In [12]:
from Model import *
from DataLoader import *
from Setting import *
import collections
import os
import numpy as np
import pickle
import heapq

## Week3 code1 Huffman coding (Greedy)

In [13]:
class Node():
    def __init__(self):
        self.isleaf = None
        self.father = None
        self.children = []
        self.value = None


In [14]:
# heapq class
class Heap(object):
    
    def __init__(self, initial=None, key=lambda x:x , reverse = False):
        self.key = key
        if initial:
            self._data = [(key(item),id(item), item) for item in initial]
            heapq.heapify(self._data)
        else:
            self._data = []

    def push(self, item):
        heapq.heappush(self._data, (self.key(item),id(item), item))

    def pop(self):
        try:
            return heapq.heappop(self._data)[2]
        except:
            return None

    def length(self):
        return len(self._data)

In [45]:
class Huffman(Model):
    def __init__(self):
        super().__init__()

        
    def preprocess(self):
        self.data = self.dataLoader.data[1:]
        self.codedict = {}
    
    
    def expend_fathernode(self,node):
        if node.isleaf == True:
            self.codedict[int(node.id[0])] = node.code
            return 

        for index in range(len(node.children)):
            if index == 0:
                node.children[index].code =node.code +  '0'
                self.expend_fathernode(node.children[index])

            if index == 1:
                node.children[index].code =node.code +   '1'
                self.expend_fathernode(node.children[index])

        
        
        
    def model(self):
        
        indexed_data = dict(zip(range(len(self.data)),self.data))
        listed_data = list(zip(self.data,range(len(self.data))))
        listed_data = [(i[0][0],(i[1])) for i in listed_data]
        
        # Initialize heapq
        hp = Heap(listed_data, key = lambda x:x[0])
        
        # Initialize node
        for i in indexed_data.keys():
            node = Node()
            node.value = indexed_data[i][0]
            node.code = ''
            node.isleaf = True
            node.id = (i,)
            indexed_data[i] = node
            

        while hp.length() > 1:
            # Pop two nodes from heapq
            popnode1 = indexed_data[hp.pop()[1]]
            popnode2 = indexed_data[hp.pop()[1]]
            
            '''
            initiate a father node, 
            isleaf = false, 
            value = [subnode1_value, subnode2_value]
            Children = [popnode1, popnode2]
            '''
            
            father_node = Node()
            father_node.code = ''
            father_node.isleaf = False
            father_node.id = popnode1.id + popnode2.id       
            father_node.value = popnode1.value + popnode2.value
            father_node.children.append(popnode1)
            father_node.children.append(popnode2)

            
            # push father node to the heapq
            hp.push((father_node.value,father_node.id))
            
            # store father node into hashtable
            indexed_data[father_node.id] = father_node
        
        # Expend the root node and assign code
        self.expend_fathernode(father_node)
        
        # Compute the max length of code
        max_length = max([len(i) for i in self.codedict.values()])
        min_length = min([len(i) for i in self.codedict.values()])
        

        print('Need bits:',sum([len(self.codedict[i[1]]) * i[0] for i in listed_data]))

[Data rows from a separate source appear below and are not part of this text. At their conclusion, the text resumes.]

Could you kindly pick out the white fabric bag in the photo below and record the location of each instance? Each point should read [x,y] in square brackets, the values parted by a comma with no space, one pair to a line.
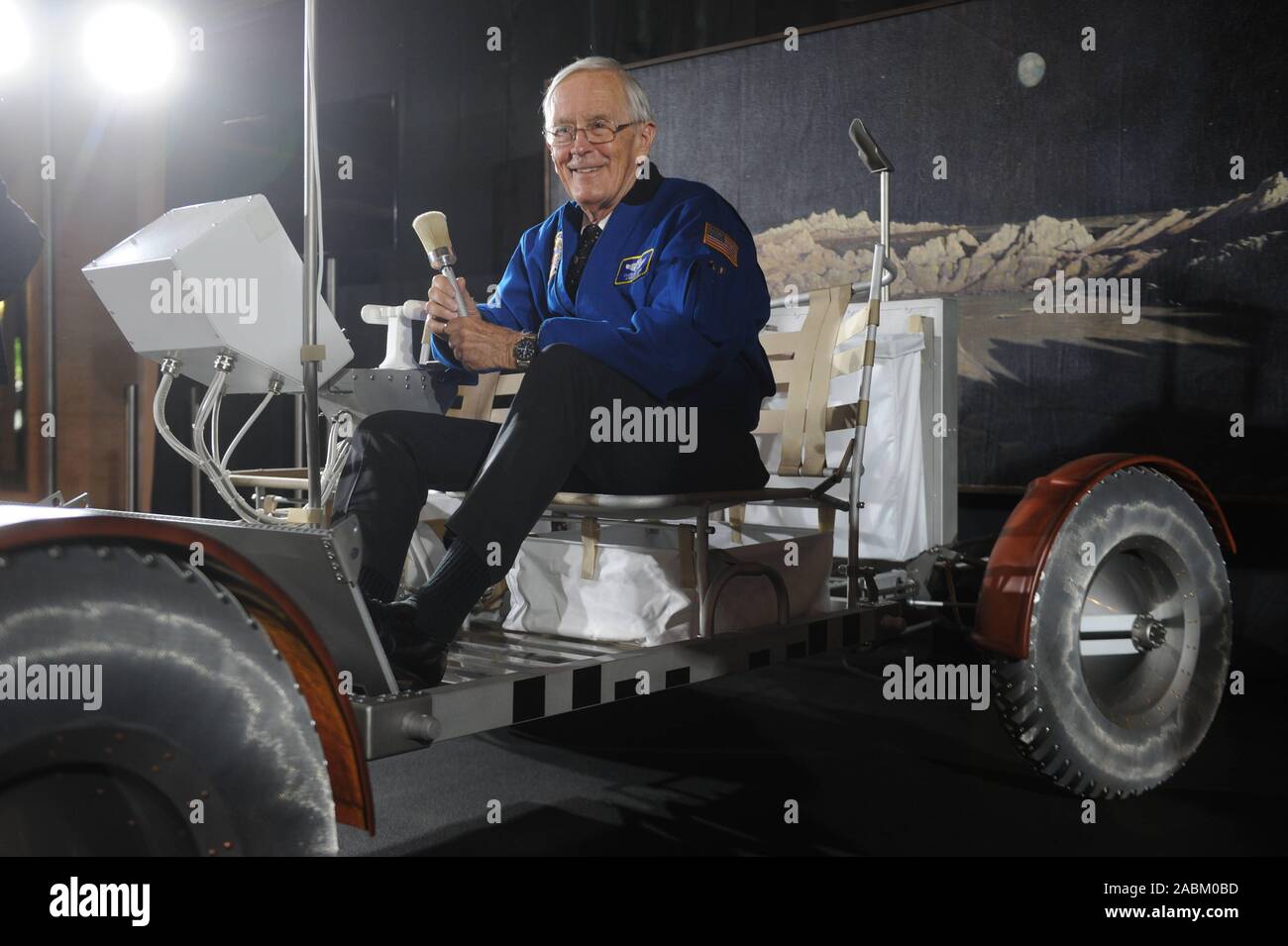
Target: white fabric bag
[894,521]
[642,584]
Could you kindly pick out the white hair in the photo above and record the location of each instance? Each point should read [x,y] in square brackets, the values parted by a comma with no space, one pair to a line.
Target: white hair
[636,99]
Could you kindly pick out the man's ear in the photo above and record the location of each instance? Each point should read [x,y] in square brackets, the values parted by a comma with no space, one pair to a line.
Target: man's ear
[648,134]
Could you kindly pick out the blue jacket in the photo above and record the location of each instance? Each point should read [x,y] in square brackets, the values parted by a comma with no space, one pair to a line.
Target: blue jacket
[671,296]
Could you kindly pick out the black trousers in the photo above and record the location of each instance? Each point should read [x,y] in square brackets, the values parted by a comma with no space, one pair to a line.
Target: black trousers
[513,470]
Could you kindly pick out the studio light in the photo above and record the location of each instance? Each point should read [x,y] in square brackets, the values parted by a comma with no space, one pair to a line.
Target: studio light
[14,39]
[129,48]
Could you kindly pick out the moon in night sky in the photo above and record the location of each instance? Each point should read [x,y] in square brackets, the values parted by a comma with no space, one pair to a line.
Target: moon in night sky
[1029,69]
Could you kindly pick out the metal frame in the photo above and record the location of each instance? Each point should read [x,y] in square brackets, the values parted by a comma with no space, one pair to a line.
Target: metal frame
[498,679]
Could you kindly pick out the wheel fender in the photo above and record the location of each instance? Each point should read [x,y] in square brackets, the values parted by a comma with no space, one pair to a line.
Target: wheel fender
[284,623]
[1021,549]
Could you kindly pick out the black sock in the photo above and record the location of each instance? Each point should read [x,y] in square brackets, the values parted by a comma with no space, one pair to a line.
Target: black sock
[455,587]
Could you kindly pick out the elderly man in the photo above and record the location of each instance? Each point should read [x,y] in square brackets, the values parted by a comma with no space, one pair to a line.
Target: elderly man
[639,292]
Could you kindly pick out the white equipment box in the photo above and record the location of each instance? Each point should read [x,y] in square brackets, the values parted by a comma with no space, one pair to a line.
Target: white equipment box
[217,278]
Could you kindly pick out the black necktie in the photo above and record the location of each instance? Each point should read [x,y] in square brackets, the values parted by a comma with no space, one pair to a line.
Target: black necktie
[579,261]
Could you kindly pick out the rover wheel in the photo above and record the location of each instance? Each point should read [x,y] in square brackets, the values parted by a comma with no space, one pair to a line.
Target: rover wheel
[174,727]
[1129,641]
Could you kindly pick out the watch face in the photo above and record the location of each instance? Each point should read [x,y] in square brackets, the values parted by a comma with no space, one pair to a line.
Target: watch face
[524,349]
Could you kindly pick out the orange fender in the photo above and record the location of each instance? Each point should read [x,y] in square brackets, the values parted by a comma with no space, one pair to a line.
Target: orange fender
[286,624]
[1020,553]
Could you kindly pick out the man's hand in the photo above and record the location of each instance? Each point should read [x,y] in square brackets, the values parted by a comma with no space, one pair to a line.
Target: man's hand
[476,343]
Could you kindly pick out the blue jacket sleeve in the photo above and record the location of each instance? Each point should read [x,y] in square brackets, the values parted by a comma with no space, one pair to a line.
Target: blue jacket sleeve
[700,308]
[513,305]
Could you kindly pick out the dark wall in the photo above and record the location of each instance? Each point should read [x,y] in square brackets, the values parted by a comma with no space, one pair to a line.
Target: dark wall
[468,132]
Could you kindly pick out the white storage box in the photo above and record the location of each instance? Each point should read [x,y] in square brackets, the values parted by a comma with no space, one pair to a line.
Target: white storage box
[636,581]
[893,524]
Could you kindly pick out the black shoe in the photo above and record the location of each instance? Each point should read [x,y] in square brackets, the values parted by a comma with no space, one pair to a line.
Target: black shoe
[413,658]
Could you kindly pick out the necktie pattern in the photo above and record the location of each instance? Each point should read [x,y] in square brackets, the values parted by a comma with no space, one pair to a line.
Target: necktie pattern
[579,262]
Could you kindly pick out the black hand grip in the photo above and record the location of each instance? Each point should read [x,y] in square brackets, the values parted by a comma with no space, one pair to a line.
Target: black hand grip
[872,156]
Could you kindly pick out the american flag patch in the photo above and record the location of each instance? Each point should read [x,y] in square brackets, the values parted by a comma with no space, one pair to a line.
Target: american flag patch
[721,242]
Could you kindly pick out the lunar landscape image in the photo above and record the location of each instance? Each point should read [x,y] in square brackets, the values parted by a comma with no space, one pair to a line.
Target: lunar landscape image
[1210,277]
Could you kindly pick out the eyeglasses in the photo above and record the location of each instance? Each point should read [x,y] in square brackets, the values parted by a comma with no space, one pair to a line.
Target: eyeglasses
[596,133]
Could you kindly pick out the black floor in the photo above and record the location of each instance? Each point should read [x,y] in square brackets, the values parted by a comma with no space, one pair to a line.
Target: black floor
[708,769]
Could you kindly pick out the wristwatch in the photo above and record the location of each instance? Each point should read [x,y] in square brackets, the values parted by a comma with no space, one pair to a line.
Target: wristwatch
[524,351]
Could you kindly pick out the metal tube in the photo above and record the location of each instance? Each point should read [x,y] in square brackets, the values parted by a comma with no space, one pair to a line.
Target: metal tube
[885,226]
[861,429]
[132,448]
[699,554]
[310,265]
[194,482]
[51,231]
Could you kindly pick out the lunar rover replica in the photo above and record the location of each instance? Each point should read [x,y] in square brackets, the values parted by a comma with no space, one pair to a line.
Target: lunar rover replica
[244,690]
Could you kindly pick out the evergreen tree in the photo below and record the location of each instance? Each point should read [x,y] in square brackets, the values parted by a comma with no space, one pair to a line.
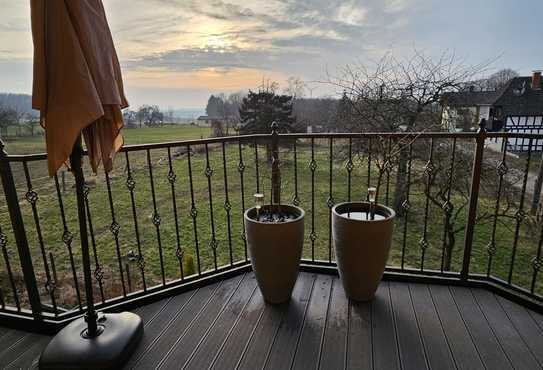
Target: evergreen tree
[259,109]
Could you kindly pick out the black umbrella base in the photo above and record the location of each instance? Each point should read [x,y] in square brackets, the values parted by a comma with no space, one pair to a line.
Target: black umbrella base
[69,349]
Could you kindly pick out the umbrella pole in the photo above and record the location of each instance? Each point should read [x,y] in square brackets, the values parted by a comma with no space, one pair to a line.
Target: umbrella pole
[77,170]
[79,345]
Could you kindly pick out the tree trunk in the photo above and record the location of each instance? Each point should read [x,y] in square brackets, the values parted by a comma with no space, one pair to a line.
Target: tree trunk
[401,183]
[450,241]
[537,189]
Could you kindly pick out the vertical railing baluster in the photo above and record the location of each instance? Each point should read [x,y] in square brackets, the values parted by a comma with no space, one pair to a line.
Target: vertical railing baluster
[67,239]
[537,262]
[241,170]
[55,278]
[114,228]
[21,241]
[473,198]
[520,215]
[227,205]
[193,211]
[3,246]
[156,217]
[313,167]
[330,201]
[406,205]
[32,198]
[502,170]
[257,172]
[296,198]
[448,208]
[388,168]
[2,301]
[128,279]
[98,272]
[429,168]
[131,185]
[369,167]
[172,178]
[349,167]
[208,173]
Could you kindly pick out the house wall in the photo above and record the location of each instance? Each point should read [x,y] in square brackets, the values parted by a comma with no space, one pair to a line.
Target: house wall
[484,112]
[524,124]
[452,119]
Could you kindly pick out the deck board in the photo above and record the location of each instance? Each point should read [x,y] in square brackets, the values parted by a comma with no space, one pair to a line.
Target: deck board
[359,340]
[460,342]
[227,325]
[510,339]
[181,351]
[434,339]
[334,347]
[284,345]
[412,352]
[307,353]
[210,344]
[490,350]
[385,341]
[525,325]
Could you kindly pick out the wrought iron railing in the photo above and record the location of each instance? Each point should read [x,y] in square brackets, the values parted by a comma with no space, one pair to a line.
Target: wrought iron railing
[169,216]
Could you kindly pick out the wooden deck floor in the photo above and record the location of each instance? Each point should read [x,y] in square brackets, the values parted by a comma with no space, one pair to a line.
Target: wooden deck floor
[407,326]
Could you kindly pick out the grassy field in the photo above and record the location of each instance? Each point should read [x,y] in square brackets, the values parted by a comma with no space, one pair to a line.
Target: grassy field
[36,144]
[230,241]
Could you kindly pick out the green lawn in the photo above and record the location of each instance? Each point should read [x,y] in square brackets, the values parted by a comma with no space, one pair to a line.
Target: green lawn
[101,214]
[36,144]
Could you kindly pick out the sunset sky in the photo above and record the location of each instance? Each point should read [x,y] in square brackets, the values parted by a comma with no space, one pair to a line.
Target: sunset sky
[175,53]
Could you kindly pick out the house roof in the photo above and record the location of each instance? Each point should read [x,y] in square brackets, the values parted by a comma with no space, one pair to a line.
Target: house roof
[470,98]
[519,99]
[516,98]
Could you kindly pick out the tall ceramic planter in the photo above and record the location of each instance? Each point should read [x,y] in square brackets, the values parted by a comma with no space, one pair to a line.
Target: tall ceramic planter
[362,247]
[275,249]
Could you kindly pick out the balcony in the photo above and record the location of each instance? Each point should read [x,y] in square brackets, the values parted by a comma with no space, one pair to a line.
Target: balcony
[226,325]
[462,287]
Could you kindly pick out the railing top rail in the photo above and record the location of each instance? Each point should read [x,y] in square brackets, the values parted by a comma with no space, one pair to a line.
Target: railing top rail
[323,135]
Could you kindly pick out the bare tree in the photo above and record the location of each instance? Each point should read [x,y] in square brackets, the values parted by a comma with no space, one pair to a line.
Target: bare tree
[402,95]
[447,186]
[295,87]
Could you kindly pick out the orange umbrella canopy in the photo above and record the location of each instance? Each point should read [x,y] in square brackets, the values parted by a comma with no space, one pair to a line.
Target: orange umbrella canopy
[77,85]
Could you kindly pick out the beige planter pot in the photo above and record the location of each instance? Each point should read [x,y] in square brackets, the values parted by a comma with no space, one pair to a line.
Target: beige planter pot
[362,247]
[275,250]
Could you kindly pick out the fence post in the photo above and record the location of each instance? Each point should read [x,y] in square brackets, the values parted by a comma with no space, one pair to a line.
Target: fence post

        return (max_length,min_length)

In [46]:
processLine = lambda x : list(map(int,map(str.strip,x.split())))
arg = {'fileName':'./data/huffman.txt','numLines':None ,  'processLine' : processLine  }

d = DataLoader(**arg)
m = Huffman()
s = Setting(d,m,False)
s.run()

Loading data ...
Total 1001 lines read
--------------------------------------------------
Need bits: 48457275093
result:(19, 9)


## Week3 code2 Maximum weight independent set (path graph)

In [625]:
class mwi_set(Model):
    def __init__(self):
        super().__init__()

        
    def preprocess(self):
        self.data = self.dataLoader.data[1:]
        self.data = [i[0] for i in self.data]
        
        self.result_dict = {}
    
    def mwi(self,data):
        if len(data) == 1: 
            self.result_dict[len(data)] = data[0] 
            return data[0]
        
        if len(data) == 2: 
            self.result_dict[len(data)] = max(data)
            return max(data)

        if len(data) > 2:
            length = len(data)
            try:
                value1 = self.result_dict[length - 1]
            except:
                value1 = self.mwi(data[:length - 1])
                self.result_dict[length - 1] = value1
                
            try:
                value2 = self.result_dict[length - 2]
            except:
                value2 = self.mwi(data[:length - 2])
                self.result_dict[length - 2] = value2

            result =  max(value1,value2  + data[len(data)-1])
            self.result_dict[length] = result
            return result

    def find_path(self,result_list):
        S = set()
        i = len(result_list)-1
        while i>=0:
            if result_list[i-1] > result_list[i-2] + self.data[i]:
                i = i - 1
            else:
                S.add(i)
                i = i-2
                if i == 0:
                    S.add(i)
        return S
    
    def compute_bit(self,S):
        targ_v = [1,2,3,4,17,117,517,997]
        
        return [1 if (i-1 in S) else 0 for i in targ_v]
    
    
    def model(self):
        data = self.data
        self.mwi(data)
        result_list = [self.result_dict[i+1] for i in range(len(self.result_dict))]
        S = self.find_path(result_list)
        bitcode = self.compute_bit(S)
        return bitcode

In [626]:
processLine = lambda x : list(map(int,map(str.strip,x.split())))
arg = {'fileName':'./data/mwis.txt','numLines':None ,  'processLine' : processLine  }

d = DataLoader(**arg)
m = mwi_set()
s = Setting(d,m,False)
s.run()

Loading data ...
Total 1001 lines read
--------------------------------------------------
result:[1, 0, 1, 0, 0, 1, 1, 0]